Web Scraping for Journalists – Online (PM)

This three-part workshop in web scraping is designed for reporters with no knowledge of scraping or programming and provides foundational skills for getting original stories by compiling data across a range of online sources. By the end of the workshop, you will be able to begin to write your own basic scrapers and identify potential targets for scraping. You will also be able to communicate with programmers on relevant projects.

Scraping is the process of automatically collating information from the web. It might be grabbing entries across hundreds of webpages, fetching and combining dozens of spreadsheets, or thousands of PDFs.

The results have led to exclusive stories for organisations ranging from the Bureau of Investigative Journalism and Trinity Mirror, to DC Thomson, Channel 4 and the BBC.

Technical Requirements

This course will need you to have the following software/apps/tools on your computer:

Delegates will be using their own laptop and should have a Google Drive account.
Zoom app
Camera and audio

This course will be hosted on Zoom. To find out more about how we use Zoom, please check out our Zoom InfoSec page.

Course Structure

The course will take place over three online sessions of 2hrs, taking place on consecutive Wednesday evenings. Exercises and additional tasks will be provided to supplement the training during the intervening time and participants will be expected to commit to around 3hrs of self-directed learning between each session.

Important

Our training is not recorded: if you miss a session, it is lost – you cannot watch a recording of it, nor will you be allowed to attend that session at a later date.

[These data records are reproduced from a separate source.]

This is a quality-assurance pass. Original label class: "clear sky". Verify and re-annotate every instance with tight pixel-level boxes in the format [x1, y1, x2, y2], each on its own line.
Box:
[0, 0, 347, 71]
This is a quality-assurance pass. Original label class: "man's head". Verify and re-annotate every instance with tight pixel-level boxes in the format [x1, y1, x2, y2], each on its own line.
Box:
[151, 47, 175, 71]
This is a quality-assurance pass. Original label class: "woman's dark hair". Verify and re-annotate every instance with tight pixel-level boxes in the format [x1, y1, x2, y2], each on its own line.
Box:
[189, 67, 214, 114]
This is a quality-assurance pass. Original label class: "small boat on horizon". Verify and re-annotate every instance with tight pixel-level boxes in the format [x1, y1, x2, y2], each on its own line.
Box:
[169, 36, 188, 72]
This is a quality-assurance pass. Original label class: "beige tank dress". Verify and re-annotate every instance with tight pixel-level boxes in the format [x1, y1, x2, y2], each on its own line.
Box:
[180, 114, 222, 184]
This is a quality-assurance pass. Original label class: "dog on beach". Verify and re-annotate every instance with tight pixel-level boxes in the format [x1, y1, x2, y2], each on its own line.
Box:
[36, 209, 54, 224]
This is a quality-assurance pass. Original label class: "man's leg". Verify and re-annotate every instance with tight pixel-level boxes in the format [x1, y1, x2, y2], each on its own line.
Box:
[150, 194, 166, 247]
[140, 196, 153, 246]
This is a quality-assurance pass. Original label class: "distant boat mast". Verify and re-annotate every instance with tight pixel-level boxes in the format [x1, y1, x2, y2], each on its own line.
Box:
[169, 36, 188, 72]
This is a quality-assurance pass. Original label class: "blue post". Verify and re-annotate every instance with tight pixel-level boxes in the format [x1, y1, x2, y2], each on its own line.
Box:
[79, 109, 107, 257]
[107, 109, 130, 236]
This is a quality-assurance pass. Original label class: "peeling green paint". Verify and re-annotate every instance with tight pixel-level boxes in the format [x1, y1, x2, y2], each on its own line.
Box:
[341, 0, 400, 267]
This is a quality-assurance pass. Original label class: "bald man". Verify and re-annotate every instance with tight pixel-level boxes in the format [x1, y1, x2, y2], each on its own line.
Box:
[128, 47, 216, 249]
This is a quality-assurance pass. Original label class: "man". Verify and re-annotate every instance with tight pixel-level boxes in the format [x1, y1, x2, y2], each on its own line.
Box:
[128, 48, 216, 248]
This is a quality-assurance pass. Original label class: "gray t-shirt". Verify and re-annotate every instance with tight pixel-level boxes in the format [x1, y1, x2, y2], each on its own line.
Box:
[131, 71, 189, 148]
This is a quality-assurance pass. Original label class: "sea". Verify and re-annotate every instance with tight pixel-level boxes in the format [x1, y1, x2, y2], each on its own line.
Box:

22 May 2024 – Session 1: Introduction to scraping in Python

17:00–19:00

This session explores the different roles that scraping can play in a story, introduces Google Colab as a platform for writing and running Python code, and explains key coding concepts that you will need to write scrapers: variables, printing, comments, lists, looping and indices.

29 May 2024 – Session 2: Using libraries for scraping

17:00–19:00

Find, import and put to use libraries that others have created to help you perform particular scraping functions.

5 June 2024 – Session 3: Creating functions for scraping

17:00–19:00

Learn how to create your own functions with Python so that you can solve common issues, such as scraping multiple web pages

Paul Bradshaw

Professor Paul Bradshaw is an online journalist and blogger, who leads the MA in Data Journalism at Birmingham City University. He manages his own blog, the Online Journalism Blog (OJB), and was the co-founder of Help Me Investigate, an investigative journalism website funded by Channel 4 and Screen WM.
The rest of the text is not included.